Молодой человек кивнул на дверь маминой комнаты.
— Там кто?
— Комната матери.
— Разбудите ее.
Саша натянул брюки, заправил рубашку, надел носки и туфли. Уполномоченный стоял в пальто и шапке, дожидаясь, когда Саша оденется. Саша встал, открыл дверь в мамину комнату, осторожно, чтобы не сразу разбудить ее, не напугать.
Мама сидела на кровати, сгорбившись, придерживая на груди белую ночную сорочку, седые волосы падали на лоб, на глаза, и она искоса, остановившимся взглядом смотрела на уполномоченного, вошедшего вслед за Сашей.
— Мама, не волнуйся… У меня обыск. Это недоразумение. Это выяснится. Лежи спокойно.
Косым взглядом, исподлобья она смотрела мимо Саши на того, незнакомого, стоящего в дверях.
— Ну, мамочка, я же тебе сказал, это недоразумение, успокойся, пожалуйста, лежи.
Возвращаясь в свою комнату, он хотел закрыть дверь, но уполномоченный движением руки придержал ее: дверь должна оставаться открытой. Уполномоченный — лишь технический исполнитель, спорить и протестовать бесполезно. Надо быть уверенным, веселым, только так он сможет успокоить мать.
— Что вы собираетесь, искать, может быть, я сам вам отдам?
Уполномоченный снял пальто, шапку, повесил в углу. На нем был темно-синий костюм и темная рубашка с галстуком, обыкновенный молодой человек, начинающий полнеть, такого встретишь в канцелярии.

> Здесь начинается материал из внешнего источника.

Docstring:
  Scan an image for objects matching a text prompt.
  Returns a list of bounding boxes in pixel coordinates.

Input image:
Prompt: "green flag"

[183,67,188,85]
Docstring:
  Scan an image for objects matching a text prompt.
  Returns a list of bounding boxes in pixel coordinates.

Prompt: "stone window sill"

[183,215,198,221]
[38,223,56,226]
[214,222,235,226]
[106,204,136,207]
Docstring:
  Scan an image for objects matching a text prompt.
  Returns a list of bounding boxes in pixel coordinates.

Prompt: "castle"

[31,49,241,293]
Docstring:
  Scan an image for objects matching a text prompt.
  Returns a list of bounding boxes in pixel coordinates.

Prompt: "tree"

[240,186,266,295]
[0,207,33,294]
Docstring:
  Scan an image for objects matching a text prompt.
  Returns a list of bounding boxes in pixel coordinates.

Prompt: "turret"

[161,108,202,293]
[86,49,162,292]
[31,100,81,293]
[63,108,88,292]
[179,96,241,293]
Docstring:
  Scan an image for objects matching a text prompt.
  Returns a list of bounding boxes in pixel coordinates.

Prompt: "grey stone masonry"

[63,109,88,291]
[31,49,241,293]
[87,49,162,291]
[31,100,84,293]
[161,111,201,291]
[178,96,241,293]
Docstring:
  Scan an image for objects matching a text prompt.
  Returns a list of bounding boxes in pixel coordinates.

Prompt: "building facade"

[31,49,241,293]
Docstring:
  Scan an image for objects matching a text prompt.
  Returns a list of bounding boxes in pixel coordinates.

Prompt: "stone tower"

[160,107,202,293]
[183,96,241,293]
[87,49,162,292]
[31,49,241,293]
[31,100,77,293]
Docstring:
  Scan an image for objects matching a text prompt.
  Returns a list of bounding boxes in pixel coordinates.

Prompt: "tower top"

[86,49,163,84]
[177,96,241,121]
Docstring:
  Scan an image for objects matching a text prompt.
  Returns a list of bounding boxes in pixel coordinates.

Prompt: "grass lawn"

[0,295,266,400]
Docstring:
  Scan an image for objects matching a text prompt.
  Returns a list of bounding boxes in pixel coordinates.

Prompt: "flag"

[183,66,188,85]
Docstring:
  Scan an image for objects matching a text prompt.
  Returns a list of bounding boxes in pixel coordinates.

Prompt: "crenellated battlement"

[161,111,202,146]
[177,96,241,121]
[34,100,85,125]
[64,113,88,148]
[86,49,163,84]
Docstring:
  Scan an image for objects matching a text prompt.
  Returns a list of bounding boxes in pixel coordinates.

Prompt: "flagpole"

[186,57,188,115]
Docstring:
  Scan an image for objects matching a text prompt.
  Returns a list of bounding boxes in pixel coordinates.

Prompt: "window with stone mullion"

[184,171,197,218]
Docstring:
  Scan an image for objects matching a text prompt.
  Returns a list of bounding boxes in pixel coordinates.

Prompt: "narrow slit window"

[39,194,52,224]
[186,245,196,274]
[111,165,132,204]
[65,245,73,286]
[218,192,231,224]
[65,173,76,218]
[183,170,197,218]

На столе лежали институтские тетради, конспекты, учебники. Уполномоченный брал их в руки, перелистывал, пробегал глазами страницы и складывал аккуратной стопкой.
Привлекла его внимание надпись, сделанная сегодня Сашей на тетради по курсу мостов и дорожных сооружений: «Крестьянин в трамвае, растерянный, жалкий, а дома властный, деспотичный!»
Тетрадь легла рядом с паспортом и студенческим билетом.
В ящиках стола лежали документы, фотографии, письма. Уполномоченный интересовался не содержанием письма, а кем оно написано. И, если не мог разобрать подпись, спрашивал. Саша коротко отвечал. Уполномоченный откладывал письма направо, они были ему не нужны. Метрики, свидетельство об окончании школы, справки с работы и другие документы остались на месте, комсомольский и профсоюзный билеты легли налево.
— Почему вы берете мой комсомольский билет?
— Я пока ничего не беру.
Детские и школьные фотографии тоже не привлекали его внимания, интересовали только те, где были взрослые. И опять он спрашивал: кто это, а это?
Мама встала. Саша услышал скрип кровати, шарканье туфель, стук дверцы шкафа, где висел халат. Но вышла она не в халате, а в платье, наспех надетом на ночную сорочку. Жалко улыбаясь, подошла к Саше, провела дрожащей рукой по его волосам.
— Гражданка, посидите в своей комнате, — сказал уполномоченный.
В его голосе прозвучала казенная категоричность, всегда пугающая ее, она сделала что-то такое, что может повредить сыну. Софья Александровна испуганно, часто и мелко закивала головой.
— Может, всем лечь на пол? — усмехаясь, спросил Саша.
Уполномоченный, перебирая книги на полке, удивленно оглянулся и ничего не ответил.
— Посиди у себя, — сказал Саша.
Мать еще чаще закивала головой и, со страхом глядя на широкую спину уполномоченного, вернулась в свою комнату.